MA4261 Distributed Scientific Computing

General principles of parallel computing, parallel techniques and algorithms, solution of systems of linear equations, eigenvalues and singular value decomposition, domain decomposition and application (e.g., satellite orbit determination and shallow water fluid flow).

Prerequisite

Familiarity with programming some form of computational mathematics such as numerical linear algebra (MA3046) and/or numerical analysis (MA3232) and/or machine learning and/or artificial intelligence is required.

Lecture Hours

4

Lab Hours

0

Course Learning Outcomes

A student who has successfully met the objectives of this course can:


- Describe the architecture and operational principles of GPU and distributed

memory systems, including CUDA and MPI frameworks.
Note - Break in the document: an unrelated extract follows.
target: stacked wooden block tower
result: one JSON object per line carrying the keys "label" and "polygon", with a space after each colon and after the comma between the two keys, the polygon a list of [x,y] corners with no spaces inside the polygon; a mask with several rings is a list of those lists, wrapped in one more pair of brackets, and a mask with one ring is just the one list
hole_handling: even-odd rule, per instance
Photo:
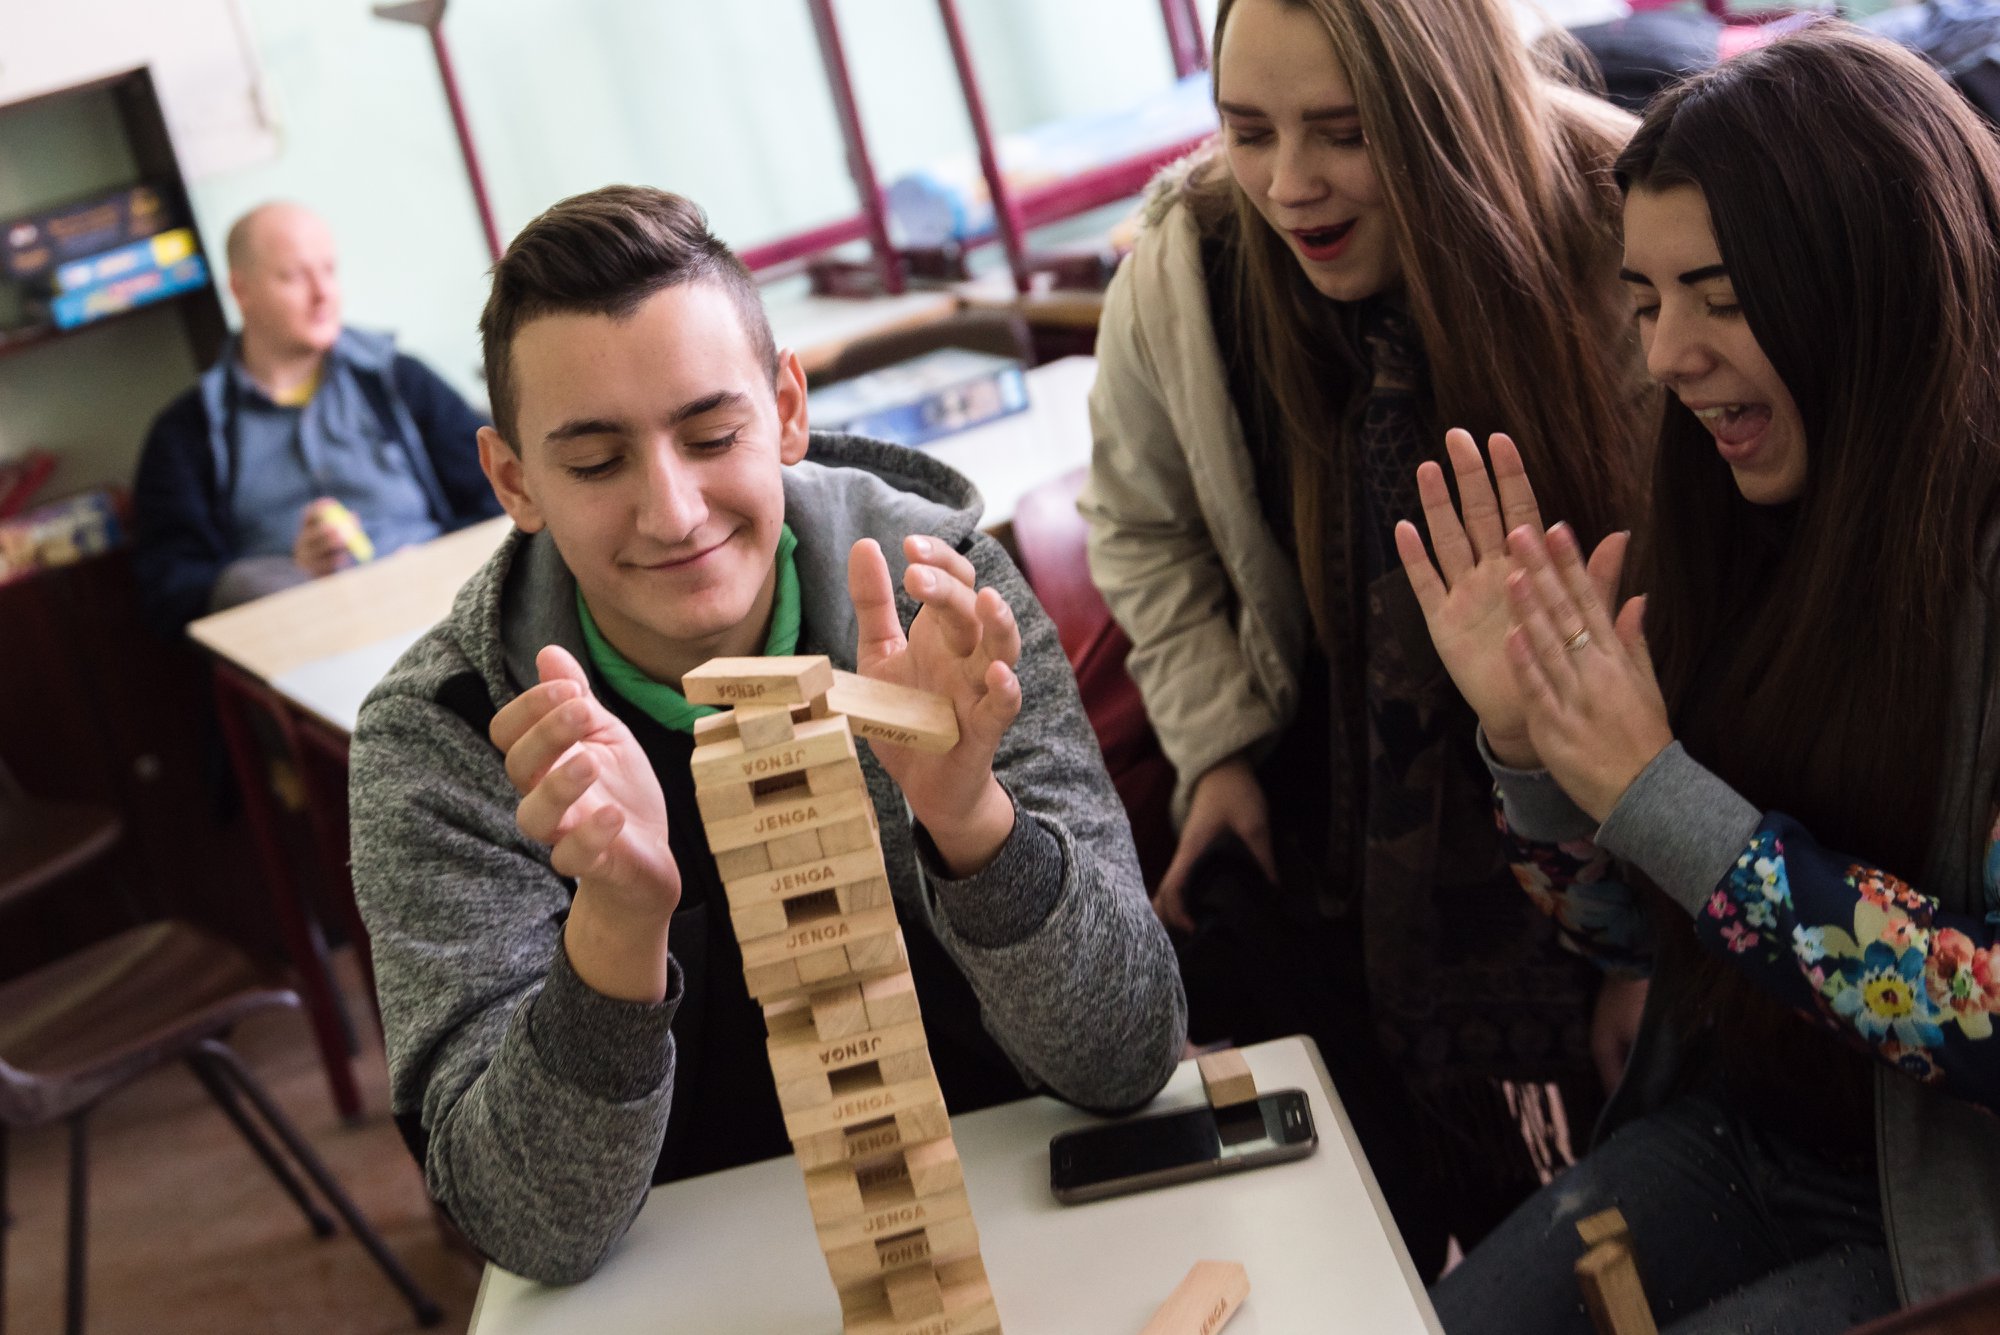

- Apply the Julia programming language to implement parallel algorithms using

CUDA.jl and MPI.jl for scientific computing tasks.


- Analyze the performance characteristics of parallel programs using profiling

tools such as Nsight Compute and Nsight Systems.


- Evaluate the suitability of different parallelization strategies (e.g.,

thread-level, block-level, distributed memory) for solving computational

problems in scientific and/or AI domains.


- Design and optimize parallel computing solutions that leverage GPU and MPI

resources to address real-world research problems, demonstrating effective use

of memory hierarchies and communication patterns.